As an example, we will start the kube-registry pod with the shared filesystem as the backing store. Save the following spec as kube-registry.yaml:

  1. apiVersion: v1
  2. kind: PersistentVolumeClaim
  3. metadata:
  4. name: cephfs-pvc
  5. spec:
  6. accessModes:
  7. - ReadWriteMany
  8. resources:
  9. requests:
  10. storage: 1Gi
  11. storageClassName: rook-cephfs
  12. ---
  13. apiVersion: apps/v1
  14. kind: Deployment
  15. metadata:
  16. name: kube-registry
  17. namespace: kube-system
  18. labels:
  19. k8s-app: kube-registry
  20. kubernetes.io/cluster-service: "true"
  21. spec:
  22. replicas: 3
  23. selector:
  24. matchLabels:
  25. k8s-app: kube-registry
  26. template:
  27. metadata:
  28. labels:
  29. k8s-app: kube-registry
  30. kubernetes.io/cluster-service: "true"
  31. spec:
  32. containers:
  33. - name: registry
  34. image: registry:2
  35. imagePullPolicy: Always
  36. resources:
  37. limits:
  38. cpu: 100m
  39. memory: 100Mi
  40. env:
  41. # Configuration reference: https://docs.docker.com/registry/configuration/
  42. - name: REGISTRY_HTTP_ADDR
  43. value: :5000
  44. - name: REGISTRY_HTTP_SECRET
  45. value: "Ple4seCh4ngeThisN0tAVerySecretV4lue"
  46. - name: REGISTRY_STORAGE_FILESYSTEM_ROOTDIRECTORY
  47. value: /var/lib/registry
  48. volumeMounts:
  49. - name: image-store
  50. mountPath: /var/lib/registry
  51. ports:
  52. - containerPort: 5000
  53. name: registry
  54. protocol: TCP
  55. livenessProbe:
  56. httpGet:
  57. path: /
  58. port: registry
  59. readinessProbe:
  60. httpGet:
  61. path: /
  62. port: registry
  63. volumes:
  64. - name: image-store
  65. persistentVolumeClaim:
  66. claimName: cephfs-pvc
  67. readOnly: false

Create the Kube registry deployment:

  1. kubectl create -f cluster/examples/kubernetes/ceph/csi/cephfs/kube-registry.yaml

You now have a docker registry which is HA with persistent storage.
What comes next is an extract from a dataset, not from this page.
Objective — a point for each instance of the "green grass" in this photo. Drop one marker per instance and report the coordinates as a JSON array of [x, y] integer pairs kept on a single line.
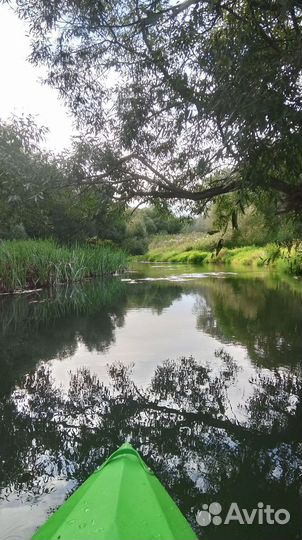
[[32, 264], [201, 249]]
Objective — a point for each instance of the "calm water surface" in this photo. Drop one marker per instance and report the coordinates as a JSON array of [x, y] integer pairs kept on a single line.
[[200, 370]]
Kernel Version Requirement

If the Rook cluster has more than one filesystem and the application pod is scheduled to a node with kernel version older than 4.7, inconsistent results may arise since kernels older than 4.7 do not support specifying filesystem namespaces.
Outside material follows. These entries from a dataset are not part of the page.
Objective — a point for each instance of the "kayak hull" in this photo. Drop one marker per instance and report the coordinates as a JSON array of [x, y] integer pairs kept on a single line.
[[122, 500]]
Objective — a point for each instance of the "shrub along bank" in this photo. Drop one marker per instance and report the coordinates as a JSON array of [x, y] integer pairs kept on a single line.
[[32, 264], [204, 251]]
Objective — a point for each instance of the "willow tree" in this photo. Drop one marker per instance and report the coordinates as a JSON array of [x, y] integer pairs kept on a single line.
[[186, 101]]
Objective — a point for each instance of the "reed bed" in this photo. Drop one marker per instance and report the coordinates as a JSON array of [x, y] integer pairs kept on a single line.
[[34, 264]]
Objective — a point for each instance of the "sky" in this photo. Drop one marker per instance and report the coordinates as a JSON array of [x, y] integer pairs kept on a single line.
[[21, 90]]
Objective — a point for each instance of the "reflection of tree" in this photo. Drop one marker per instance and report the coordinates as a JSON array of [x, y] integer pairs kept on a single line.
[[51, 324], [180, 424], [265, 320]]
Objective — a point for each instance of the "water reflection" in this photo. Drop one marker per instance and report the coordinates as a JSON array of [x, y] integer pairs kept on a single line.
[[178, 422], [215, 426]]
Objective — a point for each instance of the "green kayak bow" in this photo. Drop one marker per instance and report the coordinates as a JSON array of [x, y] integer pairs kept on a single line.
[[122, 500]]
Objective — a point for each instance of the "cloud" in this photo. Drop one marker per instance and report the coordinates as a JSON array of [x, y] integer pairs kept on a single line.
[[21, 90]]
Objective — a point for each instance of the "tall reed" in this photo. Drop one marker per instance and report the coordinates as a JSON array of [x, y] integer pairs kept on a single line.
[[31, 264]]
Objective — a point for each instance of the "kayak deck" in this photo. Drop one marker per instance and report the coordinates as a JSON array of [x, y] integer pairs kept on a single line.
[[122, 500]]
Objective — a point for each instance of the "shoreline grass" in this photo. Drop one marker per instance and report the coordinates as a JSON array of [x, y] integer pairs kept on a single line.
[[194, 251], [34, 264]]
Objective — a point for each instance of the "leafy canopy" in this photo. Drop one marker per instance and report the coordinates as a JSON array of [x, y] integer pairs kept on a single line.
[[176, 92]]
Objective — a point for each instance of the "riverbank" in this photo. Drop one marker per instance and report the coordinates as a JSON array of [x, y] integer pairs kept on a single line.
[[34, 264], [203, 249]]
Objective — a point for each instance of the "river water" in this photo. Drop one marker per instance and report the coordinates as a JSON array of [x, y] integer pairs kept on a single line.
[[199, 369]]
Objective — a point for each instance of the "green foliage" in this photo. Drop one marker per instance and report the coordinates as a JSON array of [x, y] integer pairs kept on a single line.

Consume the Shared Filesystem: Toolbox

Once you have pushed an image to the registry (see the instructions to expose and use the kube-registry), verify that kube-registry is using the filesystem that was configured above by mounting the shared filesystem in the toolbox pod. See the Direct Filesystem topic for more details.

Teardown

To clean up all the artifacts created by the filesystem demo:

  1. kubectl delete -f kube-registry.yaml

To delete the filesystem components and backing data, delete the Filesystem CRD.

WARNING: Data will be deleted if preservePoolsOnDelete=false.

  1. kubectl -n rook-ceph delete cephfilesystem myfs

Note: If the “preservePoolsOnDelete” filesystem attribute is set to true, the above command won’t delete the pools. Creating again the filesystem with the same CRD will reuse again the previous pools.

Flex Driver

To create a volume based on the flex driver instead of the CSI driver, see the kube-registry.yaml example manifest or refer to the complete flow in the Rook v1.0 Shared Filesystem documentation.

Advanced Example: Erasure Coded Filesystem

The Ceph filesystem example can be found here: Ceph Shared Filesystem - Samples - Erasure Coded.